A fast and efficient PDF to Markdown converter optimized for LLM (Large Language Model) processing. This tool intelligently extracts text, tables, and images from PDF files and converts them into well-structured Markdown format.

Features

  • 🚀 Fast Processing: Efficient PDF parsing and conversion
  • 📊 Table Extraction: Automatically detects and converts tables to Markdown format
  • 🖼️ Image Support: Extracts and saves images from PDFs
  • 📝 Smart Formatting: Intelligently identifies headings based on font sizes
  • 📈 Progress Tracking: Built-in progress callback support
  • 🎯 LLM Optimized: Output format optimized for LLM consumption
  • 📜 Free & Open Source: MIT licensed, free to use for commercial and personal projects

Examples

See the examples/ directory for more usage examples:

Installation

Using Poetry (Recommended)

poetry add fastpdf4llm

Using pip

pip install fastpdf4llm

Quick Start

Basic Usage

from fastpdf4llm import to_markdown

# Convert PDF to Markdown
markdown_content = to_markdown("path/to/your/document.pdf")

# Save to file
with open("output.md", "w", encoding="utf-8") as f:
    f.write(markdown_content)

With Custom Image Directory

from fastpdf4llm import to_markdown

# Specify custom directory for extracted images
markdown_content = to_markdown(
    "path/to/your/document.pdf",
    image_dir="./images"
)

With Progress Callback

from fastpdf4llm import to_markdown, ProgressInfo

def progress_callback(progress: ProgressInfo):
    print(f"{progress.phase.value}: {progress.current_page}/{progress.total_pages} "
          f"({progress.percentage:.1f}%) - {progress.message}")
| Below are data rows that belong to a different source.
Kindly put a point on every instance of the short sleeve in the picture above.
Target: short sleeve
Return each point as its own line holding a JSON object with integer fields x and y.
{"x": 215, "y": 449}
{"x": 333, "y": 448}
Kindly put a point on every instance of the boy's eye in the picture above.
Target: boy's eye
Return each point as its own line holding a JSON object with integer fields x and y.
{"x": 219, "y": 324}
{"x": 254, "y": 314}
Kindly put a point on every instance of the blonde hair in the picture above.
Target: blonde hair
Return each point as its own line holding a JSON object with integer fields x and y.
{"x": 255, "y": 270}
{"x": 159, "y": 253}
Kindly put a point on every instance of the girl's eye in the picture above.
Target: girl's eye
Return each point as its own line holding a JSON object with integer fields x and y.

markdown_content = to_markdown(
    "path/to/your/document.pdf",
    progress_callback=progress_callback
)

With Custom Parse Options

from fastpdf4llm import to_markdown
from fastpdf4llm.models.parse_options import ParseOptions

# Customize parsing options for better text extraction
parse_options = ParseOptions(
    x_tolerance=3,  # Control spacing between words (default: 3)
    y_tolerance=3   # Control spacing between lines (default: 3)
)

markdown_content = to_markdown(
    "path/to/your/document.pdf",
    parse_options=parse_options
)

Combined Usage

from fastpdf4llm import to_markdown, ProgressInfo
from fastpdf4llm.models.parse_options import ParseOptions

def progress_callback(progress: ProgressInfo):
    print(f"Progress: {progress.percentage:.1f}%")

parse_options = ParseOptions(x_tolerance=5, y_tolerance=5)
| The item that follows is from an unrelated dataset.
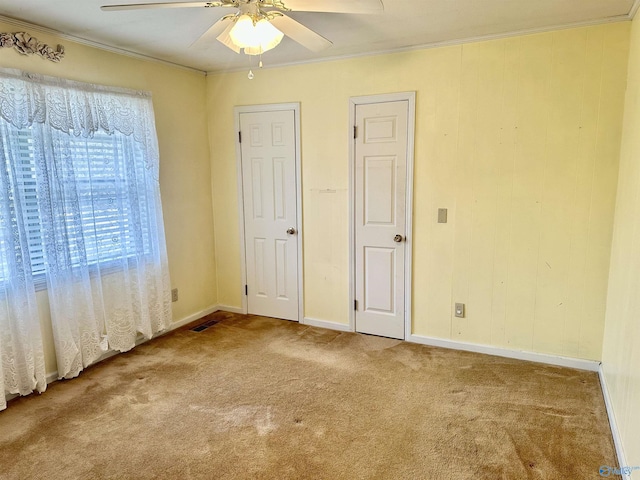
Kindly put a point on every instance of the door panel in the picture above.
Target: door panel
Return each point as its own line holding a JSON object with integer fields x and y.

markdown_content = to_markdown(
    "path/to/your/document.pdf",
    image_dir="./images",
    parse_options=parse_options,
    progress_callback=progress_callback
)

API Reference

to_markdown

Convert a PDF file to Markdown format.

Parameters:

  • pdf_path (str): Path to the PDF file to convert
  • image_dir (Optional[str]): Directory to save extracted images. Defaults to ./tmp/images/
  • parse_options (Optional[ParseOptions]): Parsing options to control text extraction. Defaults to ParseOptions(x_tolerance=3, y_tolerance=3)
  • progress_callback (Optional[Callable[[ProgressInfo], None]]): Callback function for progress updates

Returns:

  • str: Markdown content of the PDF

Example:

from fastpdf4llm import to_markdown, ProgressInfo
from typing import Callable

def on_progress(progress: ProgressInfo):
    print(f"Progress: {progress.percentage:.1f}%")

content = to_markdown(
    pdf_path="document.pdf",
    image_dir="./output_images",
    progress_callback=on_progress
)

ParseOptions

Parsing options to customize PDF text extraction behavior.

Attributes:

  • x_tolerance (float): Controls spacing tolerance between words horizontally. Default: 3
    • Lower values: More strict word separation (better for well-formatted PDFs)
    • Higher values: More lenient word grouping (better for PDFs with irregular spacing)
  • y_tolerance (float): Controls spacing tolerance between lines vertically. Default: 3
    • Lower values: More strict line separation
    • Higher values: More lenient line grouping

Example:

from fastpdf4llm.models.parse_options import ParseOptions

# For PDFs with tight spacing
tight_options = ParseOptions(x_tolerance=1, y_tolerance=1)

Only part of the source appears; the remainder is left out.